Making dietary changes following a diagnosis of prediabetes: A qualitative exploration of barriers and facilitators

Document Type

Journal Article

Publication Title

Diabetic Medicine

Publisher

Diabetes UK

School

School of Nursing and Midwifery

RAS ID

29295

Funders

Hawke’s Bay Medical Research Foundation (HBMRF)

New Zealand Society for the Study of Diabetes (NZSSD)

Comments

Originally published as: Abel, S., Whitehead, L. C., & Coppell, K. J. (2018). Making dietary changes following a diagnosis of prediabetes: A qualitative exploration of barriers and facilitators. Diabetic Medicine, 35(12), 1693-1699. Original publication available here

Abstract

Aim: To explore the experiences of people recently diagnosed with prediabetes and overweight or obese in making dietary changes following a six-month primary care nurse-delivered dietary intervention pilot.

Methods: Semi-structured interviews were conducted with 20 participants, purposefully selected to ensure a mix of ethnicity, gender and glycaemic outcome. Thematic analysis of interview data was undertaken.

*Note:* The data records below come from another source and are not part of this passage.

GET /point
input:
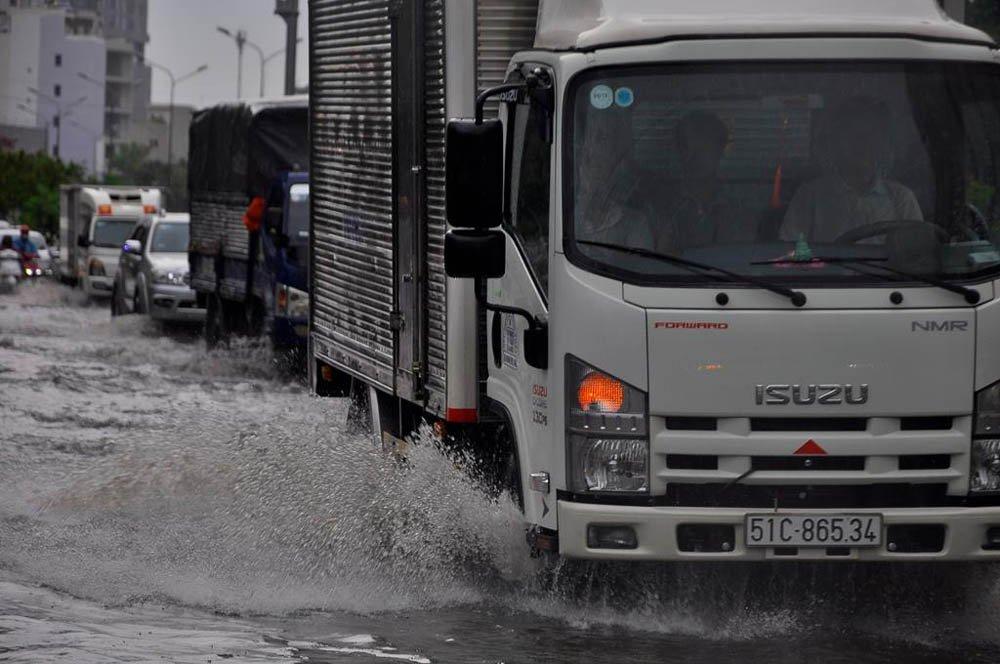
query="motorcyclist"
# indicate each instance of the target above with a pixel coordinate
(23, 244)
(10, 264)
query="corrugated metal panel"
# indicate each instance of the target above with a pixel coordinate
(435, 117)
(213, 216)
(351, 83)
(504, 28)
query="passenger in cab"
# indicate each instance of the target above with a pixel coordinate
(697, 212)
(612, 202)
(857, 191)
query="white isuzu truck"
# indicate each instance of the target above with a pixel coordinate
(94, 222)
(703, 280)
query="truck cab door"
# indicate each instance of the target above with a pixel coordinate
(523, 390)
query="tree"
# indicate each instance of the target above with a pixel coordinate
(29, 188)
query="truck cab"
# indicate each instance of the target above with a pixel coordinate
(726, 272)
(285, 249)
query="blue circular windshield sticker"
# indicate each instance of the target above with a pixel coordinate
(602, 97)
(624, 97)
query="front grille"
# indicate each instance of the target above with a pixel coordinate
(808, 463)
(924, 461)
(808, 424)
(692, 423)
(692, 462)
(808, 497)
(925, 423)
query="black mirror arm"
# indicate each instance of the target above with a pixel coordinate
(534, 322)
(527, 85)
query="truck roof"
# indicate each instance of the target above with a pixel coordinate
(591, 24)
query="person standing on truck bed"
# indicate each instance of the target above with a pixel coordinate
(857, 193)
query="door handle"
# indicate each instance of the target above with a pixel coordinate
(495, 334)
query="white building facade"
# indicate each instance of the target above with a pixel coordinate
(52, 75)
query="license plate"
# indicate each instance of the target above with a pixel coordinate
(814, 530)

Results: Participants described feeling shocked when they received the diagnosis of prediabetes. Three core themes, each containing subthemes, emerged: (i) supportive factors - determination not to develop diabetes, clear information and manageable strategies, and supportive relationships; (ii) barriers - lack of family support, financial constraints, social expectations around food, and chronic health issues; and (iii) overcoming challenges - growing and sharing food, using frozen vegetables and planning. Challenges related to cultural expectations around providing and partaking of food were more evident for indigenous Māori participants.

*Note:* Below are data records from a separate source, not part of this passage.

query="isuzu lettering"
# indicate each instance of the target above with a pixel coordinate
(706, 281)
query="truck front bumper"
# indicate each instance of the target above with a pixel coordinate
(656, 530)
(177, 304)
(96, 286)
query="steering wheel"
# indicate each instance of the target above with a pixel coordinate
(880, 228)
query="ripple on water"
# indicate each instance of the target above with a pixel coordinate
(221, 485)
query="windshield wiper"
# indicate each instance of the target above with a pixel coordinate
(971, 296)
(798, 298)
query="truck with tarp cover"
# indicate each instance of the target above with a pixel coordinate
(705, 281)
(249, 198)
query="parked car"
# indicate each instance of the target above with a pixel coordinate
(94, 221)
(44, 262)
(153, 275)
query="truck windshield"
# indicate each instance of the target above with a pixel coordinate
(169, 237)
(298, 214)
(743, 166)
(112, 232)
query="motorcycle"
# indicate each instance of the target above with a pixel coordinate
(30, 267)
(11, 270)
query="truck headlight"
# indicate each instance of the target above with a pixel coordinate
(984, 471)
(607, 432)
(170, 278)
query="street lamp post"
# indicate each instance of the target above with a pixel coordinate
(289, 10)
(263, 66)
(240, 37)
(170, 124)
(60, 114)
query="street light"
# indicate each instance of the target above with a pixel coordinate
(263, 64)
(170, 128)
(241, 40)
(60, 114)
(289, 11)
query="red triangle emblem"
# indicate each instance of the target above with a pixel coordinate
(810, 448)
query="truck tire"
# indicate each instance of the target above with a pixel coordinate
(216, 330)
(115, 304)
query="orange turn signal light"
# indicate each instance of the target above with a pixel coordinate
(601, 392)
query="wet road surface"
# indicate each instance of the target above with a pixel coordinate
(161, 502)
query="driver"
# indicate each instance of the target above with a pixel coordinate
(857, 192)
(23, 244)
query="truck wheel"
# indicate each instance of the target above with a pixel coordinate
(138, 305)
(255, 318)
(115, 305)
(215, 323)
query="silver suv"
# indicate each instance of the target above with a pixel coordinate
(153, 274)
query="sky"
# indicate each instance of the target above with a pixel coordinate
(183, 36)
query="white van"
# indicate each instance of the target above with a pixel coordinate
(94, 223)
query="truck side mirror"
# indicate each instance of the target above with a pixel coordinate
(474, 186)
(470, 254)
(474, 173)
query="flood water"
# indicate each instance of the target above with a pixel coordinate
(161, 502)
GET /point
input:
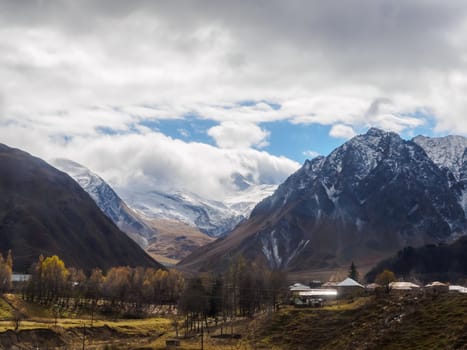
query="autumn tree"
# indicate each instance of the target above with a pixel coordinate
(54, 277)
(353, 272)
(6, 269)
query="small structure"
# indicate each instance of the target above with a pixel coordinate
(20, 277)
(350, 288)
(172, 343)
(330, 285)
(315, 297)
(296, 288)
(436, 288)
(404, 288)
(372, 287)
(457, 289)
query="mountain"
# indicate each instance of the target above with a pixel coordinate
(44, 211)
(370, 197)
(440, 262)
(174, 240)
(108, 201)
(213, 218)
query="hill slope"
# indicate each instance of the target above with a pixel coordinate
(44, 211)
(108, 201)
(373, 324)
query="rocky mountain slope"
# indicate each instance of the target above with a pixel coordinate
(370, 197)
(213, 218)
(108, 201)
(44, 211)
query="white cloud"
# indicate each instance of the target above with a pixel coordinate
(341, 131)
(239, 135)
(310, 154)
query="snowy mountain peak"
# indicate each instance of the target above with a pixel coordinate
(376, 187)
(107, 200)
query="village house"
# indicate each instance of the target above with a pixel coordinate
(350, 288)
(296, 288)
(457, 289)
(316, 297)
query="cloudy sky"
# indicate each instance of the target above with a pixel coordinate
(182, 94)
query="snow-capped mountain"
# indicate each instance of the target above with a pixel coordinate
(450, 154)
(107, 200)
(370, 197)
(214, 218)
(139, 213)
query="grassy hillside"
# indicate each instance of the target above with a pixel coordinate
(369, 323)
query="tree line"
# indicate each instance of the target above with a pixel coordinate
(123, 289)
(243, 290)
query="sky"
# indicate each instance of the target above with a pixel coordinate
(184, 95)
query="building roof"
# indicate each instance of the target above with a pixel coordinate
(436, 284)
(296, 287)
(403, 285)
(373, 286)
(330, 284)
(348, 282)
(329, 292)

Conclusions: A diagnosis of prediabetes provides a window of opportunity for healthcare professionals to work with those diagnosed and their families to make healthful dietary changes. Dietary guidance is likely to be most effective when individuals’ life circumstances are taken into account. Clear information and supportive relationships to facilitate lifestyle change are extremely important. (Clinical Trials Registry No; ANZCTR ACTRN1261500080656).